Problem
When running the OPTIMIZE
command on a Delta table after performing a MERGE INTO
operation, you encounter a divide by zero error.
ArithmeticException: / by zero
JVM stacktrace:
java.lang.ArithmeticException
at com.databricks.sql.io.skipping.KdTreeClustering$.createKdTreeForDf(KdTreeClustering.scala:568)
at com.databricks.sql.io.skipping.liquid.KdTreeLoader.buildNewKdTree(KdTreeLoader.scala:241)
at com.databricks.sql.io.skipping.liquid.KdTreeLoader.buildNewKdTreeFromClusteredFiles(KdTreeLoader.scala:256)
at com.databricks.sql.io.skipping.liquid.KdTreeLoader.$anonfun$load$3(KdTreeLoader.scala:129)
at scala.Option$WithFilter.map(Option.scala:230)
at com.databricks.sql.io.skipping.liquid.KdTreeLoader.load(KdTreeLoader.scala:110)
at com.databricks.sql.transaction.tahoe.commands.optimize.OptimizeRunner$.loadKdTree(OptimizeRunner.scala:1567)
at com.databricks.sql.transaction.tahoe.commands.optimize.OptimizeRunner.$anonfun$optimize$4(OptimizeRunner.scala:845)
at com.databricks.sql.transaction.tahoe.commands.optimize.OptimizeRunner.$anonfun$optimize$4$adapted(OptimizeRunner.scala:770)
at com.databricks.sql.transaction.tahoe.FileMetadataMaterializationTracker$.withTracker(FileMetadataMaterializationTracker.scala:226)
at com.databricks.sql.transaction.tahoe.commands.optimize.OptimizeRunner.$anonfun$optimize$1(OptimizeRunner.scala:770)
at com.databricks.sql.transaction.tahoe.metering.DeltaLogging.withOperationTypeTag(DeltaLogging.scala:199)
at com.databricks.sql.transaction.tahoe.metering.DeltaLogging.withOperationTypeTag$(DeltaLogging.scala:186)
at com.databricks.sql.transaction.tahoe.commands.optimize.OptimizeRunner.withOperationTypeTag(OptimizeRunner.scala:399)
Cause
The OPTIMIZE
command includes soft-deleted files in processing.
Context
When a MERGE INTO
operation deletes a significant number of rows from a Delta table, instead of physically removing deleted records, Delta Lake labels them as deleted.
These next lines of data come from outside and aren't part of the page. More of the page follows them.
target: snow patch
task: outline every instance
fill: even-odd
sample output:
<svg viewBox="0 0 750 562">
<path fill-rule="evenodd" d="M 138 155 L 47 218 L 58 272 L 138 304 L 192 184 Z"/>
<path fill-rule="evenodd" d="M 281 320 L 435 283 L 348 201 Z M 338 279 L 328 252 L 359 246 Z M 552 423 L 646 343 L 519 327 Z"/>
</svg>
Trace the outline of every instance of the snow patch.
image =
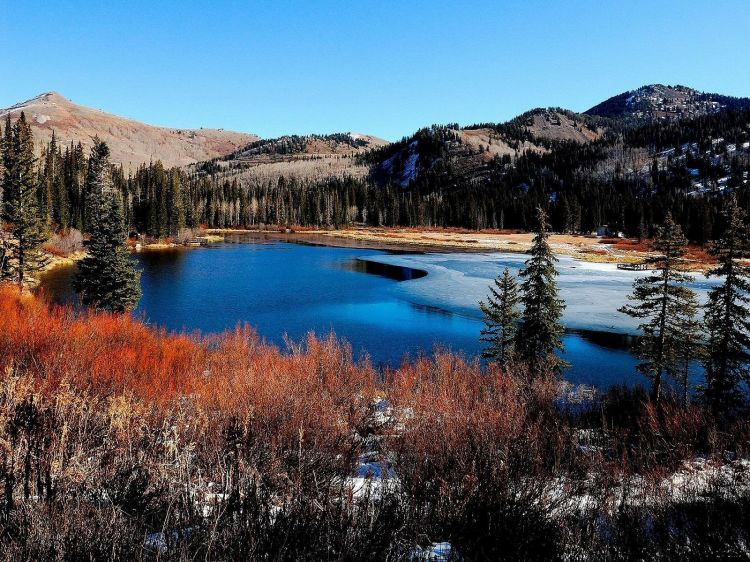
<svg viewBox="0 0 750 562">
<path fill-rule="evenodd" d="M 409 557 L 413 562 L 448 562 L 451 560 L 460 560 L 461 557 L 458 552 L 453 548 L 453 545 L 449 542 L 434 542 L 430 546 L 422 548 L 421 546 L 416 547 L 411 551 Z"/>
</svg>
This soft-deletion allows for potential recovery or rollback, which is beneficial for data integrity and version control.
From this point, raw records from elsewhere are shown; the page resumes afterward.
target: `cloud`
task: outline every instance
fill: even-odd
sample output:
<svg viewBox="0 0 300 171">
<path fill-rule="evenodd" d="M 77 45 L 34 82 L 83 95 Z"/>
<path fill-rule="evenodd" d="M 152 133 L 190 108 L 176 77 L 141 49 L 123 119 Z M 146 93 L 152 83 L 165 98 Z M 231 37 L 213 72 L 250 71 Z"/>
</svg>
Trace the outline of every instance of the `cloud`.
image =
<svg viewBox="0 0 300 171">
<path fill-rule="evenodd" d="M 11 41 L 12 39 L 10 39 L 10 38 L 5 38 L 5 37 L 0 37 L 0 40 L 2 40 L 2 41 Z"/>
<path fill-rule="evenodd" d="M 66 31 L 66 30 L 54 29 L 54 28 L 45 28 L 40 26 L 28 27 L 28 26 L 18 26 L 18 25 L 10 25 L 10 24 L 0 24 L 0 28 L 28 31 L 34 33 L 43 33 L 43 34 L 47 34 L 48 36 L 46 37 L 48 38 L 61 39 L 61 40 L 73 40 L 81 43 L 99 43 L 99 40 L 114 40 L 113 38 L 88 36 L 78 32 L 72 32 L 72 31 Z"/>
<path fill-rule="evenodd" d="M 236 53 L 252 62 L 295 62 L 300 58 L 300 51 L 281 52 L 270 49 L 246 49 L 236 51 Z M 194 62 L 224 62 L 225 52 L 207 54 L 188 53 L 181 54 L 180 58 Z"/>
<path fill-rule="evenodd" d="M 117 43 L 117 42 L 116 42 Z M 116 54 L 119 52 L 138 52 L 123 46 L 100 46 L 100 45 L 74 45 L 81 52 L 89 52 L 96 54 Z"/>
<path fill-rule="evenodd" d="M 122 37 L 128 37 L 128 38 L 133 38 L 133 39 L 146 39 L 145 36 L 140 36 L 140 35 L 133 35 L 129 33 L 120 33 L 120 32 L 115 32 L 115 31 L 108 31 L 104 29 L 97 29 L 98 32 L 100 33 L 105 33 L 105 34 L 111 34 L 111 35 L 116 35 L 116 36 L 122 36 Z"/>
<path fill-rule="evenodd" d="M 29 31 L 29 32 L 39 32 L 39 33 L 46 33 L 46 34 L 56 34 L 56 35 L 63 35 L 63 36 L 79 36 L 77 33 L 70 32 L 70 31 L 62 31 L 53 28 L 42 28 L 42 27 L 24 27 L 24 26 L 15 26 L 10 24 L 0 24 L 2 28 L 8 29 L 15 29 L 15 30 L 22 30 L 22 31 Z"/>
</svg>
Soft-deletes, though, can cause data staleness in Delta tables because the metadata associated with a table doesn’t reflect its current state. When the OPTIMIZE
command processes these soft-deleted records, it encounters calculations that result in a divide by zero error.
Solution
Physically remove soft-deleted records. Run the REORG TABLE
command with the PURGE
option on your Delta table before running the OPTIMIZE
command.
REORG TABLE <your-table-name> APPLY (PURGE)
Databricks recommends regularly running the REORG TABLE
command with the PURGE
option on your Delta tables to keep them clean and up-to-date.
Databricks also recommends the following additional best practices.
- Monitor the number of deleted rows in your Delta tables and consider archiving or deleting them if they are no longer needed.
- Keep your Databricks environment up-to-date with the latest patches and updates to ensure optimal performance and stability.